Commercial trials of a new technology which enables householders to connect to the internet through the three-pin electrical sockets in their homes are about to start in Britain.
Scottish & Southern Energy is beginning mass trials in Hampshire and Stonehaven in the north of Scotland with a view to making the telephone-free service widely available within the next five years.
The technology has the potential to undercut conventional telecoms and cable companies and bring broadband access to more remote rural areas now deemed uneconomic to serve through conventional fibre-optic cable.
United Utilities, the electricity and water supplier for Britain's north-west, experimented with a similar concept in the late 1990s using the electricity distribution network to carry voice calls and data, but scrapped the trials because of technical problems.

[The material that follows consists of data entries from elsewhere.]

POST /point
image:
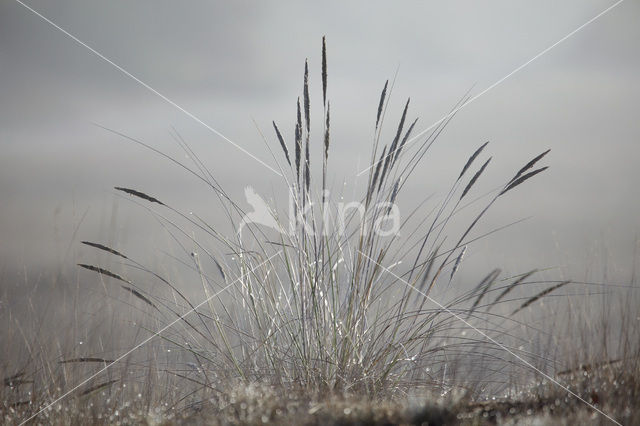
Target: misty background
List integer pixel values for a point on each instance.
(234, 63)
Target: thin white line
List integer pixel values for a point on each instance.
(128, 74)
(157, 333)
(492, 340)
(413, 139)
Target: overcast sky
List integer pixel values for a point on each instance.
(230, 63)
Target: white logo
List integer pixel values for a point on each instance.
(382, 214)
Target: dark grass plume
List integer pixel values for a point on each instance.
(529, 165)
(282, 144)
(139, 195)
(381, 103)
(522, 179)
(540, 296)
(475, 178)
(324, 71)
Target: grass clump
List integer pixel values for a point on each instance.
(319, 309)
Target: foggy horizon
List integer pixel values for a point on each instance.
(234, 63)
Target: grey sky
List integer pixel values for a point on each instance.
(231, 62)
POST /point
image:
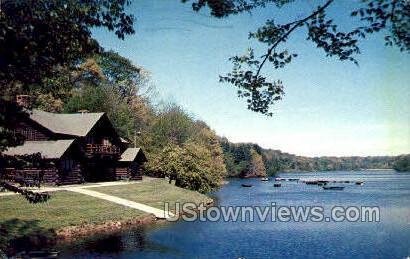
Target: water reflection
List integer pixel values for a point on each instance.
(134, 239)
(389, 238)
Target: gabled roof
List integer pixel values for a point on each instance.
(48, 149)
(75, 124)
(130, 154)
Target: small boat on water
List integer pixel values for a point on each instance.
(337, 188)
(293, 179)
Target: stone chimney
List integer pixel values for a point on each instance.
(82, 111)
(24, 100)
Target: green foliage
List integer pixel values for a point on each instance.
(191, 166)
(248, 73)
(173, 125)
(402, 164)
(38, 35)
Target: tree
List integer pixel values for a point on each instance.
(402, 164)
(390, 16)
(257, 167)
(39, 37)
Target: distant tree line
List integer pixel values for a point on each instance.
(239, 161)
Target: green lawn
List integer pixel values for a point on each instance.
(68, 208)
(63, 209)
(154, 192)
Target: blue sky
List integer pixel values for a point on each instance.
(330, 107)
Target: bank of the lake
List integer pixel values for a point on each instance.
(389, 238)
(70, 215)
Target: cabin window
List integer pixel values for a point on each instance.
(68, 164)
(90, 139)
(106, 142)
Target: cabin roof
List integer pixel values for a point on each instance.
(75, 124)
(130, 154)
(48, 149)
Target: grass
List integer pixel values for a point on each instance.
(154, 193)
(63, 209)
(69, 209)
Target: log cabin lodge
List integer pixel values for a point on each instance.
(74, 148)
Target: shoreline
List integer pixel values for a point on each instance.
(71, 232)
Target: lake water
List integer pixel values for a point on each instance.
(389, 238)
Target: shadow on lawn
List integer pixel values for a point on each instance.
(18, 235)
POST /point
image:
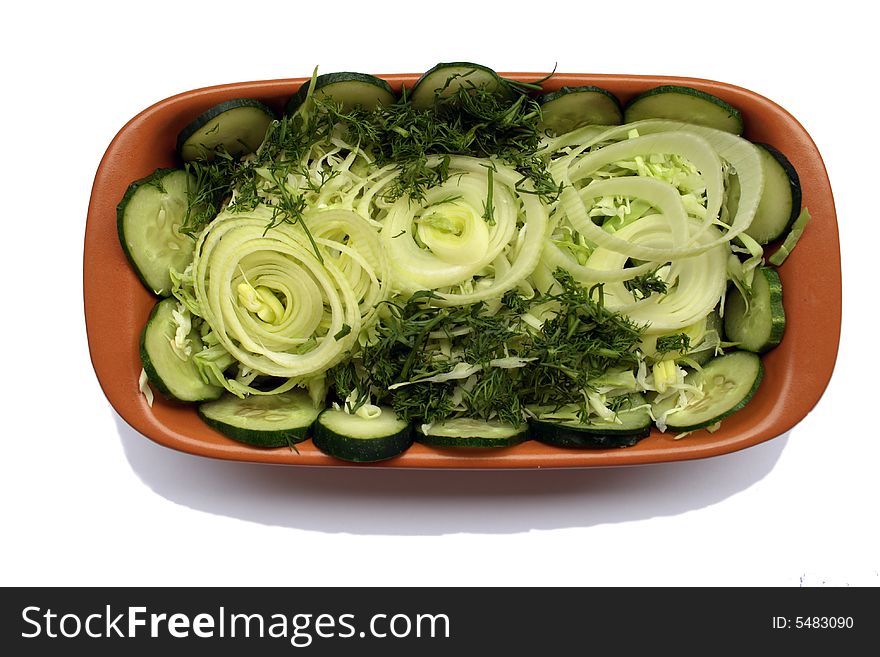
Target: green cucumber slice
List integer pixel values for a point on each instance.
(172, 376)
(445, 79)
(262, 420)
(685, 104)
(634, 424)
(781, 199)
(759, 327)
(471, 432)
(346, 88)
(148, 219)
(355, 438)
(238, 126)
(728, 383)
(574, 107)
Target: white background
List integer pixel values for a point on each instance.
(86, 500)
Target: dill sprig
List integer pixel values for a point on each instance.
(580, 342)
(643, 286)
(679, 342)
(472, 121)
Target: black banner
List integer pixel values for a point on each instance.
(395, 621)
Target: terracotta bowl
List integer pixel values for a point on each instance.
(797, 372)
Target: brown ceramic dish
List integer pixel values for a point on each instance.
(797, 372)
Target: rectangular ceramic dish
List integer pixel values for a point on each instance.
(797, 372)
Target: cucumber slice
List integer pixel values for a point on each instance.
(634, 424)
(573, 107)
(443, 80)
(172, 376)
(471, 432)
(781, 199)
(728, 383)
(685, 104)
(760, 327)
(262, 420)
(354, 438)
(238, 125)
(348, 89)
(148, 219)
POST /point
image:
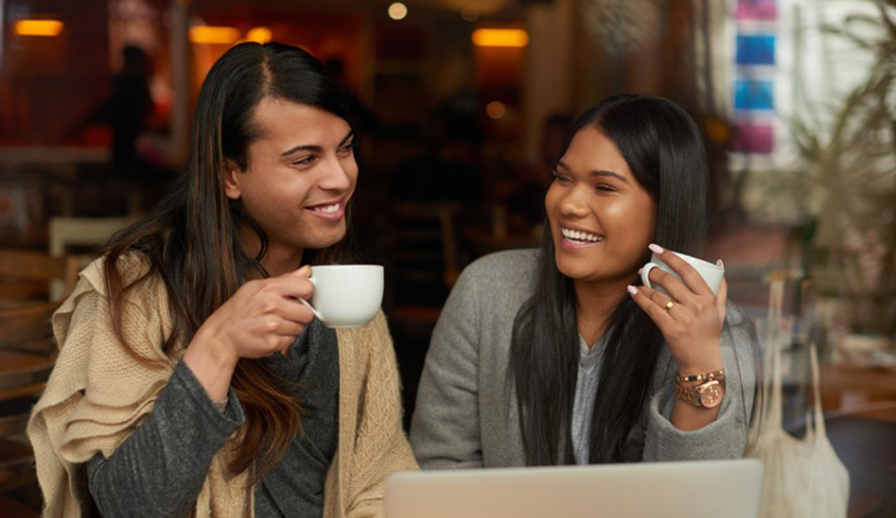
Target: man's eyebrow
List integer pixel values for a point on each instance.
(315, 148)
(598, 172)
(305, 147)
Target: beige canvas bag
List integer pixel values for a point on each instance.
(803, 478)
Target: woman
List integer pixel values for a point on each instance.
(555, 355)
(190, 380)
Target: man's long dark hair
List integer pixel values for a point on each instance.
(191, 238)
(664, 149)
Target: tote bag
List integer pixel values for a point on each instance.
(803, 478)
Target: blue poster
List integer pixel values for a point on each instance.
(750, 94)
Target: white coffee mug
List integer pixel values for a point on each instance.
(711, 273)
(346, 295)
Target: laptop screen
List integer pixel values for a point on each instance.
(693, 489)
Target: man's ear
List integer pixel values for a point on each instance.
(231, 176)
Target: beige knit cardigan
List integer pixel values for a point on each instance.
(98, 395)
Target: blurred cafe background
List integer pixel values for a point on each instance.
(462, 106)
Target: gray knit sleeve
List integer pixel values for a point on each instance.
(445, 428)
(724, 438)
(159, 470)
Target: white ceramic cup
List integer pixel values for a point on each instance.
(711, 273)
(346, 295)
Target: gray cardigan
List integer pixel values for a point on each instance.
(466, 412)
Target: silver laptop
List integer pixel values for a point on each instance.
(696, 489)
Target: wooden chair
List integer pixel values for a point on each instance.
(423, 264)
(26, 275)
(70, 236)
(27, 352)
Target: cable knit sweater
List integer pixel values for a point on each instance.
(98, 395)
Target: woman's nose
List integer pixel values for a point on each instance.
(573, 203)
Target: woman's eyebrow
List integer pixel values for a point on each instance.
(598, 172)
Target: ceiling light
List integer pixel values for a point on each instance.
(218, 35)
(39, 27)
(398, 11)
(500, 37)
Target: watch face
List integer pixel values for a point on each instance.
(711, 394)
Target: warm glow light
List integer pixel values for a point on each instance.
(500, 37)
(259, 34)
(398, 11)
(220, 35)
(39, 27)
(495, 110)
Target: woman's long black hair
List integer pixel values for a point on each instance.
(664, 149)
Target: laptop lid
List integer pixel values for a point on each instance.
(694, 489)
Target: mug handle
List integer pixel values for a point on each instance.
(645, 273)
(317, 313)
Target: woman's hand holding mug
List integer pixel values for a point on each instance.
(685, 297)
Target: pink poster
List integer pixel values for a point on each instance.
(753, 138)
(756, 10)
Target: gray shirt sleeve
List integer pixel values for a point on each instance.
(159, 470)
(725, 437)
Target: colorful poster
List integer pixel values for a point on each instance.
(755, 49)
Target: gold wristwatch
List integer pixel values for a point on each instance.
(705, 395)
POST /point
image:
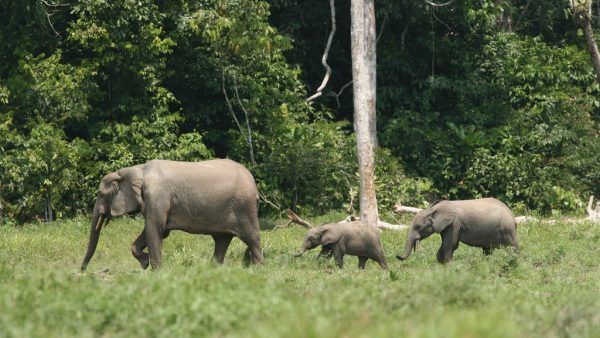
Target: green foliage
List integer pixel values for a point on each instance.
(553, 96)
(549, 289)
(315, 165)
(39, 171)
(464, 109)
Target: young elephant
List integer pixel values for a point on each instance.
(486, 223)
(352, 238)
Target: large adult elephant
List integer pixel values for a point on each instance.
(216, 197)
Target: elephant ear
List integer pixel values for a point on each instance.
(129, 196)
(330, 235)
(441, 219)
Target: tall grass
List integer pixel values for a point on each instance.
(551, 289)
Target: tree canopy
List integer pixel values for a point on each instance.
(477, 98)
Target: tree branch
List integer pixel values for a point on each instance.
(249, 136)
(296, 219)
(325, 54)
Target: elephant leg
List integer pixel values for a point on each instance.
(381, 261)
(362, 261)
(326, 252)
(137, 249)
(154, 228)
(449, 244)
(221, 245)
(338, 255)
(253, 252)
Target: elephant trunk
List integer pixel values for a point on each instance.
(96, 226)
(412, 242)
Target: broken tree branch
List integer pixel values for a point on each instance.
(593, 213)
(349, 83)
(296, 219)
(249, 135)
(434, 4)
(380, 224)
(325, 54)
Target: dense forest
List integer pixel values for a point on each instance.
(476, 98)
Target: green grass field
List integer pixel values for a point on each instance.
(552, 289)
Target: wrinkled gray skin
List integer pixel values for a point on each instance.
(486, 223)
(217, 198)
(352, 238)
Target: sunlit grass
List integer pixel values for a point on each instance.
(551, 289)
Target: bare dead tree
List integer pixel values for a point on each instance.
(593, 213)
(364, 70)
(325, 55)
(246, 134)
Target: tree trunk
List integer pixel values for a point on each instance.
(363, 38)
(582, 12)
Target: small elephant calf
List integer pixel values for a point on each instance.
(352, 238)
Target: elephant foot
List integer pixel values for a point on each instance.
(144, 261)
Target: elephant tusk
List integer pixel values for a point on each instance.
(99, 223)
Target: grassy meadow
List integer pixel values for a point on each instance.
(552, 289)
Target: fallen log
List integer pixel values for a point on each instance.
(593, 214)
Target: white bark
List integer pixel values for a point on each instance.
(325, 54)
(400, 209)
(363, 37)
(593, 214)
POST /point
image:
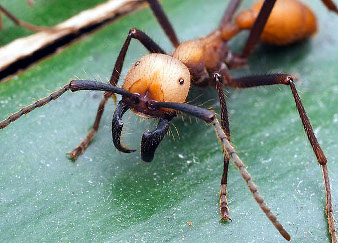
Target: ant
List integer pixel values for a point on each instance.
(158, 84)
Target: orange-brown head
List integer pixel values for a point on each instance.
(290, 21)
(157, 77)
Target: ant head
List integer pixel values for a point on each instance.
(156, 77)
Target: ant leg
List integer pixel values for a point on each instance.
(224, 209)
(258, 28)
(152, 47)
(74, 86)
(229, 151)
(229, 12)
(272, 79)
(85, 142)
(164, 21)
(151, 139)
(331, 5)
(37, 104)
(23, 24)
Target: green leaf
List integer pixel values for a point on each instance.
(109, 196)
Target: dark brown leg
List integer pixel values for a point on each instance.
(272, 79)
(74, 85)
(258, 28)
(37, 104)
(229, 12)
(147, 42)
(85, 142)
(224, 209)
(330, 5)
(164, 21)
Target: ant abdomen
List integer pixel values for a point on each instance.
(289, 21)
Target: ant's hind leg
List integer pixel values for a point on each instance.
(164, 21)
(224, 209)
(258, 28)
(229, 12)
(272, 79)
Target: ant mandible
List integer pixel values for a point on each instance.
(158, 84)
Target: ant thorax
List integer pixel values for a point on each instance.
(156, 78)
(203, 57)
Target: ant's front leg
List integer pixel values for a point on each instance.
(224, 208)
(272, 79)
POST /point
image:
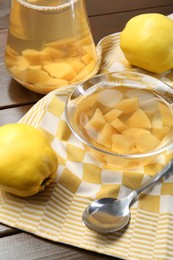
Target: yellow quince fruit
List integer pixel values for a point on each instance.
(147, 42)
(27, 161)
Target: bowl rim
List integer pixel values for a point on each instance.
(89, 144)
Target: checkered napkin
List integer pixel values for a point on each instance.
(55, 214)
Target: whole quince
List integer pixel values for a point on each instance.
(27, 161)
(147, 42)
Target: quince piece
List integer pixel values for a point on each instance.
(123, 143)
(160, 133)
(128, 105)
(157, 121)
(147, 40)
(139, 119)
(96, 121)
(119, 125)
(135, 131)
(31, 75)
(61, 44)
(112, 115)
(21, 61)
(90, 49)
(146, 142)
(86, 59)
(60, 70)
(167, 115)
(104, 135)
(85, 72)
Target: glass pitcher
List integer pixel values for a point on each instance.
(49, 44)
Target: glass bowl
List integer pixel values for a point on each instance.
(124, 120)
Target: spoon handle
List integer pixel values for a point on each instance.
(163, 172)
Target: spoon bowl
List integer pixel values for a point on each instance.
(108, 215)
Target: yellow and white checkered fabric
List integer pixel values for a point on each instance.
(56, 213)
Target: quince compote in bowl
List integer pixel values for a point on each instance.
(125, 119)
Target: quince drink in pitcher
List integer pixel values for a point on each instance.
(49, 44)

S&SE believes it has overcome the teething troubles after a six-month pilot scheme involving about 70 homes and small businesses in the Scottish towns of Crieff and Campbeltown.
Ian Marchant, the chief executive of S&SE, estimated it would cost about £1 million ($2.9 million) to connect a town with a population of 20,000.
"If we can half the capital costs then within five years you could see the technology in common use," he said.
All that is required is a black box which boosts the signal at each electricity sub-station and a modem in the home to connect the PC or laptop in the nearest three-pin wall socket.
There are no telephone rental or call-up charges and, unlike broadband services supplied by telecoms or cable companies, the band width leaving the house is as great as that entering it, enabling users to download and send large documents at speeds of 2000 kilobits a second.
Angus Armstrong, who runs a small structural engineering consultancy in Crieff and took part in the pilot trial, described himself as "a very happy guinea pig", and said the service had exceeded his expectations from the start.